Christopher Caldwell, a columnist and editor for The Weekly Standard, riffs off of Wendell Berry’s NEH Jefferson lecture in his Financial Times column today. He says that the one thing the mainstream right and the mainstream left have in common in this country is a refusal to accept the idea of limits. This is something Berry has long said. It’s something that I said in my 2006 book “Crunchy Cons.” Here is a Caldwell excerpt:

Mr Berry’s anti-plutocratic vision has been applauded in “paleo-conservative” blogs and magazines, such as the American Conservative. It is not surprising: gay marriage and abortion arise from this doctrine of human limitlessness as surely as do mountaintop coal-mining and credit default swaps. In almost every country in the world, it is a mix of conservatives and the far left who are most receptive to the idea – central to Mr Berry’s thought – that our essential mistake has been to ignore “propriety of scale”. Globalisation is disempowerment. This view wins the allegiance of a third of Frenchmen, if we add the votes of Jean-Luc Mélenchon to those of Marine Le Pen. In the US, however, there is no political outlet for a conservatism that fears bigness in the private sector as much as in the public sector.

Republicans are now the party of the traditionalist, pious lower middle class. That is not the demographic group that built Reaganism. While the voter base remains uncomfortable with big government, it has rejected, bit by bit, the corollary of the cold war years, that the only alternative to big government is the unregulated free market. Something similar happened in the last decade, when the Iraq war revealed that Republicans were not the unanimous supporters of military action that their leaders assumed. Opening its ears to Mr Berry’s style of conservatism will not guarantee Republican victories.

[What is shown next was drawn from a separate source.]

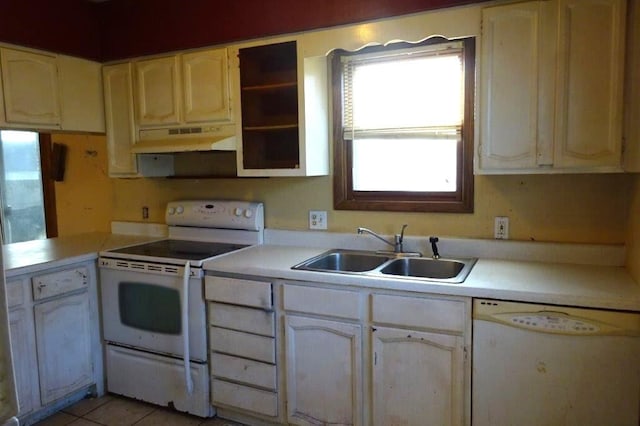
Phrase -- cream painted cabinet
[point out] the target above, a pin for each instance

But it would be an advance on the odd and obsolete idea that the natural carriers of the conservative message are venture capitalists.

I appreciate Christopher Caldwell recognizing Wendell Berry’s contribution, and the fact that The American Conservative has become a leading advocate of Berry’s sort of countercultural conservatism. Let me take this opportunity to suggest to you readers that if you support an alternative conservative vision, and want it to have a voice in Washington and among thought leaders nationwide, please subscribe to TAC, or donate to the non-profit foundation that supports our work. We need, and appreciate, your support.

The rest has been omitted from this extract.